HC Deb 18 December 1969 vol 793 cc1550-2
Mr. Farr

May I raise a point of order of which I have given you notice, Mr. Speaker?

Yesterday afternoon, after Questions, the Minister of Agriculture made a statement relating to the Wilson Report. You were good enough to deal with one or two points of order relating to that statement thereafter.

The further point of order I wish to raise today is that this particular report was issued by the Ministry of Agriculture, at a Press conference at Church House at 10.30 yesterday morning. It was carried in the Press Association release at 11.07 and appeared in detail in the 1.40 edition of the Evening News. Yet several of my hon. Friends and myself went to the Vote Office between 2 o'clock and 2.30 yesterday afternoon and were unable to obtain copies of the report.

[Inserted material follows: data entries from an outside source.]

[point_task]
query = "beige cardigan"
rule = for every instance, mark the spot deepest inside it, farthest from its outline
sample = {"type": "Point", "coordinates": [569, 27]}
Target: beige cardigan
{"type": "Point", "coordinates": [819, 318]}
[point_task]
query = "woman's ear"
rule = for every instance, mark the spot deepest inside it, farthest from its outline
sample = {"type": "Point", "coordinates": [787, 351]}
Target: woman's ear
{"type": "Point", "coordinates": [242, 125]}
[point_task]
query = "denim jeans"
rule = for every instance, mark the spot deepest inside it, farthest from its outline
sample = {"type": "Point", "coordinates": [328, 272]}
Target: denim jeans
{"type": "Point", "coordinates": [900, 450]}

The point I wish to raise is that it is quite impossible for hon. Members to protect their constituents' interests adequately if they are treated in this cavalier manner. It is not the first time that this has happened and I raise this point of order in the hope that you will tell me how I can best safeguard my constituents' interest in future.

Mr. Speaker

May I deal with the specific part of the point of order first. This matter was raised yesterday. The Minister made an apology when he said, at column 1355: It was my clear understanding that copies of the report were available at the Vote Office at 11 o'clock this morning. [HON. MEMBERS: "No."] If that was not the case, I apologise to hon. Members on both sides, because I agree that this is a complex matter. I will make inquiries."—[OFFICIAL REPORT, 17th December, 1969; Vol. 793, c. 1355.] As a general rule, the House accepts the word of any hon. Member or right hon. Member and certainly would accept his apology. Since then I understand the three hon. Members concerned have received letters from the Minister of Agriculture—I have received one, too—in which the Minister said: I have made some inquiries here. I understood that the Department of Education and Science placed the Report in the Vote Office without an embargo. Later, the Vote Office spoke to an official in one of the branches of his Ministry. He says he told the Vote Office that there was a Press conference by the Chairman of the Committee at 11 a.m. and that I was making a statement"— that is, the Minister— at 3.30 p.m. He did not request an embargo, but there seems to have been some misunderstanding. This is the position as far as the Minister is concerned.

The hon. Gentleman is quite right to raise this. It is the general feeling of the House that the House would want to know first what is to happen and that the House would always want to be able, if possible, to be in possession of a document which would enable hon. Members to question Ministers on statements which they make.

Mr. Stodart

Further to that general point of order. May I thank the Minister for the letter he sent me explaining this matter.

May I put, to the Leader of the House perhaps, the point that this is certainly the second time in the last month—when we have had reports of an agricultural nature which the Minister has himself said are complex. Would it not be possible for hon. Gentlemen to have copies of the report—it is not a habit that they should have—when they are complex? It seems that the exchanges would be that much more intelligent if reports were available beforehand.

The Lord President of the Council and Leader of the House of Commons (Mr. Fred Peart)

Further to that point of order. I have great sympathy with the point of view put forward by the hon. Member. Without wishing to add anything more, I will say that I will examine it.

Several Hon. Members rose

Mr. Speaker

Order. Business Question. Mr. Heath, Mr. Iain—Mr. Maudling. [Laughter.] Order. My profound apologies, in case I have to deal with another point of order tomorrow morning.